Well – I can feel you reaching for overripe fruit to throw at me – I love the sound of Rod Stewart singing sad songs. Has there ever been a performer more derided by the people who know or more enjoyed by the people who don’t? (No, is the answer, in case you were wondering, or, at least for the purposes of this post, I can’t think of anyone). I like him singing upbeat songs, too, but it’s the sad ones that get me.
When I was young I didn’t much care for sad songs. I wanted beats, I wanted rhythm, I wanted up up up. But now, in middle age, I love them. I love them so much I can’t bear to listen to them. They make me cry, they make me weep. I once broke down listening to Billie Holiday. How could she bear to sing those songs, with that saddest of voices and heaviest of hearts? I just heard Tom Waits singing a song called Martha on the radio and I’m in pieces. Lost love, regret, loneliness… the singer wants to reconnect with someone he loved in his youth.

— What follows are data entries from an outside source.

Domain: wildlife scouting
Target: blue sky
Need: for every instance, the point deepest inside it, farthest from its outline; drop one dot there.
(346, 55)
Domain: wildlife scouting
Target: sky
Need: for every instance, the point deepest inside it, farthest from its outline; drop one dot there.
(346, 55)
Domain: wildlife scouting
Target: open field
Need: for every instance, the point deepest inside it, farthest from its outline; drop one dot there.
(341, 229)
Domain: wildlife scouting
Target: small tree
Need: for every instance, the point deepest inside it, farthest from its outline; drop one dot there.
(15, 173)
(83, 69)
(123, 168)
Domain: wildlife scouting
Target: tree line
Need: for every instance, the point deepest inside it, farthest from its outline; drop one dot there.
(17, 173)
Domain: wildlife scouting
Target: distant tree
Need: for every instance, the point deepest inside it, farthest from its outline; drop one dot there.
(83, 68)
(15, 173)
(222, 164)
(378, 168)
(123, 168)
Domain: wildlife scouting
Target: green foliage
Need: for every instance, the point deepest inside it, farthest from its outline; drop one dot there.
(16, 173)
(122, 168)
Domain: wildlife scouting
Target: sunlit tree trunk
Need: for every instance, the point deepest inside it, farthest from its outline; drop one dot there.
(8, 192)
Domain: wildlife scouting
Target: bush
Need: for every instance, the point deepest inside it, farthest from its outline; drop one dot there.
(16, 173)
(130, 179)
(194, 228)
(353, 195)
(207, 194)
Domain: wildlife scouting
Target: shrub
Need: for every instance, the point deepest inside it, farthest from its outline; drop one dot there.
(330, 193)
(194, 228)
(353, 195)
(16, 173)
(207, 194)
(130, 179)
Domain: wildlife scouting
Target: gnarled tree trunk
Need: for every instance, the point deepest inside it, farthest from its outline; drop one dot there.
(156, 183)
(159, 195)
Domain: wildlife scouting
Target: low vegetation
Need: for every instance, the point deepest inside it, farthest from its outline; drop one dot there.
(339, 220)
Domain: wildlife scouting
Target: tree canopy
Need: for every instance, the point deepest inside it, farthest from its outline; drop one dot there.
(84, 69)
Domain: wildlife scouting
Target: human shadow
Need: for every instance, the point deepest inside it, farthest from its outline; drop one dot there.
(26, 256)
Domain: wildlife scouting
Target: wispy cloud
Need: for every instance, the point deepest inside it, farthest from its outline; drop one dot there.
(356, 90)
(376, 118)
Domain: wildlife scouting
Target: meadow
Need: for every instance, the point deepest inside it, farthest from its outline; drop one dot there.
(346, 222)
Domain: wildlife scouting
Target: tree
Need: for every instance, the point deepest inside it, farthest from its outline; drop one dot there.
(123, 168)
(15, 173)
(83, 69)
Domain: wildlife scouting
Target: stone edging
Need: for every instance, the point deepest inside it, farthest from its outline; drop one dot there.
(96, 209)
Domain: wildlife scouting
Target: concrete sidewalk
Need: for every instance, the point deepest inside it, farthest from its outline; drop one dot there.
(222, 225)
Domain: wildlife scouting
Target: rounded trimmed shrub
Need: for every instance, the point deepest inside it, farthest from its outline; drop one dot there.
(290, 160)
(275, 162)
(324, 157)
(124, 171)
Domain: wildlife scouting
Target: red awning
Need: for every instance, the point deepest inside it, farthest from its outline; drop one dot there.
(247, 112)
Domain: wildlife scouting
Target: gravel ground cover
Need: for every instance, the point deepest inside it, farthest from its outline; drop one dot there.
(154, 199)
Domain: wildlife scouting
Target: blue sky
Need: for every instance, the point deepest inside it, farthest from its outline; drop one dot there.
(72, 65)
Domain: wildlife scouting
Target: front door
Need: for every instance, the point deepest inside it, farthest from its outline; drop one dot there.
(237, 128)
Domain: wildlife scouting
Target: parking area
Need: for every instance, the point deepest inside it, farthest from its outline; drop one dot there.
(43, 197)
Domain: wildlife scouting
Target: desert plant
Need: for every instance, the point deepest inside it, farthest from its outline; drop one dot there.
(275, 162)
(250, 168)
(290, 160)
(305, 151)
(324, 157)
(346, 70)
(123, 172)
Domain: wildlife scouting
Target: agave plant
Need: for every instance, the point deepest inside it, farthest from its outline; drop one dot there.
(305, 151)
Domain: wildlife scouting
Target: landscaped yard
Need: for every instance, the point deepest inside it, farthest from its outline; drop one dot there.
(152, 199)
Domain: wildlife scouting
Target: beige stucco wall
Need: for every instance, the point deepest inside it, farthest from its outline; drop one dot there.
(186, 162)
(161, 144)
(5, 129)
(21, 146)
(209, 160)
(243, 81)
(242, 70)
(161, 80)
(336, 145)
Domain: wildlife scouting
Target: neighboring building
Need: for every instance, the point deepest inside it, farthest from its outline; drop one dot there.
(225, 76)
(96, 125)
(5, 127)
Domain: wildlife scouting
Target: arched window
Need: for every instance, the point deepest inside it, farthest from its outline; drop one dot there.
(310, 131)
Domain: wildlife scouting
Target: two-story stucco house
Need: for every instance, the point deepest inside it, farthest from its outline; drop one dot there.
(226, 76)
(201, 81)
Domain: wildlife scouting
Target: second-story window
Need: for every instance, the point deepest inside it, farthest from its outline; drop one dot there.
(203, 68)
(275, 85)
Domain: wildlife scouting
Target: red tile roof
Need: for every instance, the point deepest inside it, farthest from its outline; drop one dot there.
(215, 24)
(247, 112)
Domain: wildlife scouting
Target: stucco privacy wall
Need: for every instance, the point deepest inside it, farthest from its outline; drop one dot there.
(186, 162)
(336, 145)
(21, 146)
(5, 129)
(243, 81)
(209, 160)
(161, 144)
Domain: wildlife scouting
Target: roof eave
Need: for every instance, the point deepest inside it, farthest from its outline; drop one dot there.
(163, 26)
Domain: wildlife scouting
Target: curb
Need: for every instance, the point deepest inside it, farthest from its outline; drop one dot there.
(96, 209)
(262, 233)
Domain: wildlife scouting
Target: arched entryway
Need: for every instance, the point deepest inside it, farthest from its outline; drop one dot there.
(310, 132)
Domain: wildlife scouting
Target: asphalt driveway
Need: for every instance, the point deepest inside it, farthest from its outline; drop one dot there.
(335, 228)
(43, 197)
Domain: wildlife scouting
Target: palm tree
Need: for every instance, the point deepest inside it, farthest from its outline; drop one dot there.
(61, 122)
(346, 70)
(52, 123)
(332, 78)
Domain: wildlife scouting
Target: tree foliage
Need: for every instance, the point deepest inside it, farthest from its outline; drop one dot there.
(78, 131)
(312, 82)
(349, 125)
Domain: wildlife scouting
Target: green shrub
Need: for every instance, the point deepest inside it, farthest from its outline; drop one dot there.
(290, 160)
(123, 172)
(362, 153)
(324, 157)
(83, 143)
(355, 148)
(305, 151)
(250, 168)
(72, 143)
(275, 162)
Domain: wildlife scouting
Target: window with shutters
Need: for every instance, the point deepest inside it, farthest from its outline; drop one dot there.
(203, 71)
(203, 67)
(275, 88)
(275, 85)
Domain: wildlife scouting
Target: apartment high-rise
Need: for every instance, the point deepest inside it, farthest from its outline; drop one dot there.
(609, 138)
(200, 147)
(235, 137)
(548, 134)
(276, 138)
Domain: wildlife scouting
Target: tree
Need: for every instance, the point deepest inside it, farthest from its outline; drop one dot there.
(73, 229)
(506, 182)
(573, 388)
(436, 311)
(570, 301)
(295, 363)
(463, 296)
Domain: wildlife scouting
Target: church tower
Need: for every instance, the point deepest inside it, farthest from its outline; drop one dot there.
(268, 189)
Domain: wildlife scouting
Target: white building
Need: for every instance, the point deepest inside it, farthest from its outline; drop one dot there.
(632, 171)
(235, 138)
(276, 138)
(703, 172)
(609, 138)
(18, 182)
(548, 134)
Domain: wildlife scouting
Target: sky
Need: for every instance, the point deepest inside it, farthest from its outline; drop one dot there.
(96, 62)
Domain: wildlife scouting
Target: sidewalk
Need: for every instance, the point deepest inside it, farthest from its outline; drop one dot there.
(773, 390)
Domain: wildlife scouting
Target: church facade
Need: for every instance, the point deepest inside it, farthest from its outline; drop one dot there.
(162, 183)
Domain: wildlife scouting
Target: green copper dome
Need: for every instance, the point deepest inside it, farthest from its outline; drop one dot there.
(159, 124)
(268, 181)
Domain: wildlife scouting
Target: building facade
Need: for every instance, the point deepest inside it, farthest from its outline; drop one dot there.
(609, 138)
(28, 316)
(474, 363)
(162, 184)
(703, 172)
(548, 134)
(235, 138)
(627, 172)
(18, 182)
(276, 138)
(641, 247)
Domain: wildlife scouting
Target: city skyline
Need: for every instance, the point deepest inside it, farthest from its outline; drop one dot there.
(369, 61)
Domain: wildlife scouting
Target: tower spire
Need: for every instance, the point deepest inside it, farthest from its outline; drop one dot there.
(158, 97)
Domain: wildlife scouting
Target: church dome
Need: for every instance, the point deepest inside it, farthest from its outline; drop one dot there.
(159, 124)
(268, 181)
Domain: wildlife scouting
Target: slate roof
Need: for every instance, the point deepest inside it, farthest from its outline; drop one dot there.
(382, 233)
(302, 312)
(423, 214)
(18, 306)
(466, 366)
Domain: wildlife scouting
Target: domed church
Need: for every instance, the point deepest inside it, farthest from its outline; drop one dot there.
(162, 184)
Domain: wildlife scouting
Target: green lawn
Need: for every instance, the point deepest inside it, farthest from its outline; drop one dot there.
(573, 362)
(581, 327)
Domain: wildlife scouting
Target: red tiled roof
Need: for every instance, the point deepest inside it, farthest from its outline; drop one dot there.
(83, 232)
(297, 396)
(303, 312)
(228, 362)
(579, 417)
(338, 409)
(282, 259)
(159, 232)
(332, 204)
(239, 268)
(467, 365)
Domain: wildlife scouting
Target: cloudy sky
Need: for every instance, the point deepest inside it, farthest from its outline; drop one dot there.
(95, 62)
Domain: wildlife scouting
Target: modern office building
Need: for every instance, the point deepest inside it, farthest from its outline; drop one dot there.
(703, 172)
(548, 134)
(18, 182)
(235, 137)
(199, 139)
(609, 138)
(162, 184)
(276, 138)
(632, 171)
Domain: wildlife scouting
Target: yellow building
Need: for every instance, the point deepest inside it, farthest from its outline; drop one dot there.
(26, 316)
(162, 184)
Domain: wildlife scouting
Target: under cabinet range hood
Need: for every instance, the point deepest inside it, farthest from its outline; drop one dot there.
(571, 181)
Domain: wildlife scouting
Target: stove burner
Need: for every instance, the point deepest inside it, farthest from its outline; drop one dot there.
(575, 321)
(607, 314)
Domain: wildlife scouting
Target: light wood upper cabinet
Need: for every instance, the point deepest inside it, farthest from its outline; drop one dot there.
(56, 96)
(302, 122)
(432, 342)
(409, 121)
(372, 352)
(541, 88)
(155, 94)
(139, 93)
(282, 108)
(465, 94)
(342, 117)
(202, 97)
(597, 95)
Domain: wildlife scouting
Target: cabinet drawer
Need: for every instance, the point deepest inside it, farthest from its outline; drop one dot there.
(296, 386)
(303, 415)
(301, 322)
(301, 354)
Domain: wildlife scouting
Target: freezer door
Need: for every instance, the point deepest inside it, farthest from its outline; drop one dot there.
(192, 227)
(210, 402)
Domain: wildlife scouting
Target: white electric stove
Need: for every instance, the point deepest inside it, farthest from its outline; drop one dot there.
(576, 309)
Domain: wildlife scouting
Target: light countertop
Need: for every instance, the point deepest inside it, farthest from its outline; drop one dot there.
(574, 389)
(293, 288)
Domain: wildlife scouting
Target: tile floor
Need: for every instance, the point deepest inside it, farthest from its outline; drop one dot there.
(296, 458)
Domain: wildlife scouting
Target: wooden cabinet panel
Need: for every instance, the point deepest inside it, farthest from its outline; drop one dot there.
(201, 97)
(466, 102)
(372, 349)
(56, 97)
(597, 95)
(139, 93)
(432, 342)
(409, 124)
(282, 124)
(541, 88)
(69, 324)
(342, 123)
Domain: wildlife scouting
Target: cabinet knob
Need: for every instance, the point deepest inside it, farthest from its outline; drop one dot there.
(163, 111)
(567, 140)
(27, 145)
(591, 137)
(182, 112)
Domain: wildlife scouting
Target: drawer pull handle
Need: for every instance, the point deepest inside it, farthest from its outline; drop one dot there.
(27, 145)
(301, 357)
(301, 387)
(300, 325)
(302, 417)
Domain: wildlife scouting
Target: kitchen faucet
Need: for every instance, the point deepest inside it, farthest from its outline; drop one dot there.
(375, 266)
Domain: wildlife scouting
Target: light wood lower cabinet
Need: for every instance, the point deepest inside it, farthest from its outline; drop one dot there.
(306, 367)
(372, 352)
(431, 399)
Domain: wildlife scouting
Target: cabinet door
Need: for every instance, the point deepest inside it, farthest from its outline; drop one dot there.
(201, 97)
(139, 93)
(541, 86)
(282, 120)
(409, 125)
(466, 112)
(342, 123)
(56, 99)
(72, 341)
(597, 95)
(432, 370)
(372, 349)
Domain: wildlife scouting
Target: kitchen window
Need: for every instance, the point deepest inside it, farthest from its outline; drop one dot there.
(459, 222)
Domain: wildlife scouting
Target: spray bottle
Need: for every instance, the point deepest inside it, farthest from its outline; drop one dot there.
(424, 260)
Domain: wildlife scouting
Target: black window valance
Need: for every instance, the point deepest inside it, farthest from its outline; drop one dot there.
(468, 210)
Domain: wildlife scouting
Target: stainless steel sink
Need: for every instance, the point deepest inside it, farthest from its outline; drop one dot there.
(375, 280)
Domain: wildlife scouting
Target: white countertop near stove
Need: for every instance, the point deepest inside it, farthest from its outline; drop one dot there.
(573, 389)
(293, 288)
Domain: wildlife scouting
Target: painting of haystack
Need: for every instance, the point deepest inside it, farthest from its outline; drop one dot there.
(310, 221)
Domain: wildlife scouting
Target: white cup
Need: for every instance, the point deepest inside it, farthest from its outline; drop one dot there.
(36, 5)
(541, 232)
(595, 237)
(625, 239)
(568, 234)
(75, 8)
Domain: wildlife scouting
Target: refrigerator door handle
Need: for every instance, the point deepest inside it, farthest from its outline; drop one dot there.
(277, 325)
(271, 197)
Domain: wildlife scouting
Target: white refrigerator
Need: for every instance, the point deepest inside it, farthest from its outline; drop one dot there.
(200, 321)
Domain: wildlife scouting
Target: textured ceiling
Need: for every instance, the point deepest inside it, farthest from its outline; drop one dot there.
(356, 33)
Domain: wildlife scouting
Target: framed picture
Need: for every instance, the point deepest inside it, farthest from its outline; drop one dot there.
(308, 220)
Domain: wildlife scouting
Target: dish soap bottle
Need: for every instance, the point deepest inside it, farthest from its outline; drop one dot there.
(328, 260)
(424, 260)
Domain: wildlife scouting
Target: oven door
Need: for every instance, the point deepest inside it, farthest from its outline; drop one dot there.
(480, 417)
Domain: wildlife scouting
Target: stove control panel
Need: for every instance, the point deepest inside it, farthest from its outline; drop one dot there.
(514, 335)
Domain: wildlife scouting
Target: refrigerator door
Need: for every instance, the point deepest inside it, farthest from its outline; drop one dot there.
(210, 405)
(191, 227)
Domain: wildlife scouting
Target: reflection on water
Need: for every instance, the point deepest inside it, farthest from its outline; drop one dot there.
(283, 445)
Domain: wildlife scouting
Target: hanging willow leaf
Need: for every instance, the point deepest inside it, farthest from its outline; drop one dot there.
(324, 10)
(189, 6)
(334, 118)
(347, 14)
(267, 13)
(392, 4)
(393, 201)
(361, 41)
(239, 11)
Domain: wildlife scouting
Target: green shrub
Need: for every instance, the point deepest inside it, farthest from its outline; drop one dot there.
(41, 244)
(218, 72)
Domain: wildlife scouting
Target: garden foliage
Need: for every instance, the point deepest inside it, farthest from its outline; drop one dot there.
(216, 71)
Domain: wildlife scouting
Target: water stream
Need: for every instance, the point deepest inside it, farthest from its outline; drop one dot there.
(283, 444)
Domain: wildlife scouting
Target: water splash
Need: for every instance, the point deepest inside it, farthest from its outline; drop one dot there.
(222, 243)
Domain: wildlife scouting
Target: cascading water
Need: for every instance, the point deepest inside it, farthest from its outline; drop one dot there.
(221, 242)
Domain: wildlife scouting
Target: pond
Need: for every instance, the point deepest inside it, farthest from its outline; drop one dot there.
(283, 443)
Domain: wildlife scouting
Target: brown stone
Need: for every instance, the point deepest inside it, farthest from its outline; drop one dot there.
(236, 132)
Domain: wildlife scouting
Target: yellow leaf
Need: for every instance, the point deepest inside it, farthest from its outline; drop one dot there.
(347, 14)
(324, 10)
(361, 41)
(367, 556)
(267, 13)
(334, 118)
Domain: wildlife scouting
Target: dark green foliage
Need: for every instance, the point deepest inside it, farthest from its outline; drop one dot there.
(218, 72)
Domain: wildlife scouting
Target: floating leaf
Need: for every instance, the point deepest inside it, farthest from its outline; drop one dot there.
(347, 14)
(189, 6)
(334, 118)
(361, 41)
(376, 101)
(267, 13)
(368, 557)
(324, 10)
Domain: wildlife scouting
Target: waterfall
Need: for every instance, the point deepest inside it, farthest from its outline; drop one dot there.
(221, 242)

I tried to do that a few years ago. I was returning to Amsterdam for the first time since I’d spent a glorious summer there when I was twenty, with Michael, in a beautiful, enormous house on the Kaisersgracht. It was the first time I’d been in love. After I returned to London he stayed in Holland, met someone else, blah blah. You know how that sad song goes. I wrote to Michael wanting to meet for coffee. Amsterdam that September was cool and grey. The Rijksmuseum was being refurbished and only had the bare bones of its collection on show. (Art is one of the reasons I visit other cities. Art and parks. We like what we like). Anway, we didn’t meet, I never heard from him, I never got the chance to hear how his life had been or tell him about mine. A few weeks after I came home the letter I’d written was returned, unopened. Michael didn’t want to meet me. That’s not the cruellest thing anyone has ever done to me, but it’s in the top five. I didn’t want to relight the fire. I felt no bitterness, I just wanted to say hello.
It seems obvious to me that life is not, and can never be, one long, gentle downhill glide on a Spring afternoon, with the sun and a light breeze on your face, birds singing in the trees, almond blossom floating down like the gentlest snow. In every life some rain must fall and sometimes there’s a storm. You must weather the weather. And you may as well have a decent playlist to see you through the downpour.
Rod Stewart does it at least as beautifully as anyone. Maggie May, Mandolin Wind, I Don’t Want to Talk About It, I was Only Joking and the Ballad of Georgie, definitely that. And an album track, too: Tomorrow is a Long Time. Let’s add In a Broken Dream and I have a perfect playlist for a wintry day, cold and wet outside, warm and melancholy inside. It’s the sad songs that make me happy, if that’s the right word. He doesn’t want to talk about his broken heart but I’m glad he wants to sing about it, with that rusty, ruined-sounding voice. It has never left me dry-eyed. I think I’d end with The First Cut is the Depest. It’s misery is complete, the abjectness of Rod’s broken heart is heart breaking. It’s the company that my misery needs. Your unhappiness is nothing next to Rod’s when he’s singing this sad song. He is miserable for me, I don’t have to be. And that, of course, is why I love Rod Stewart singing sad songs.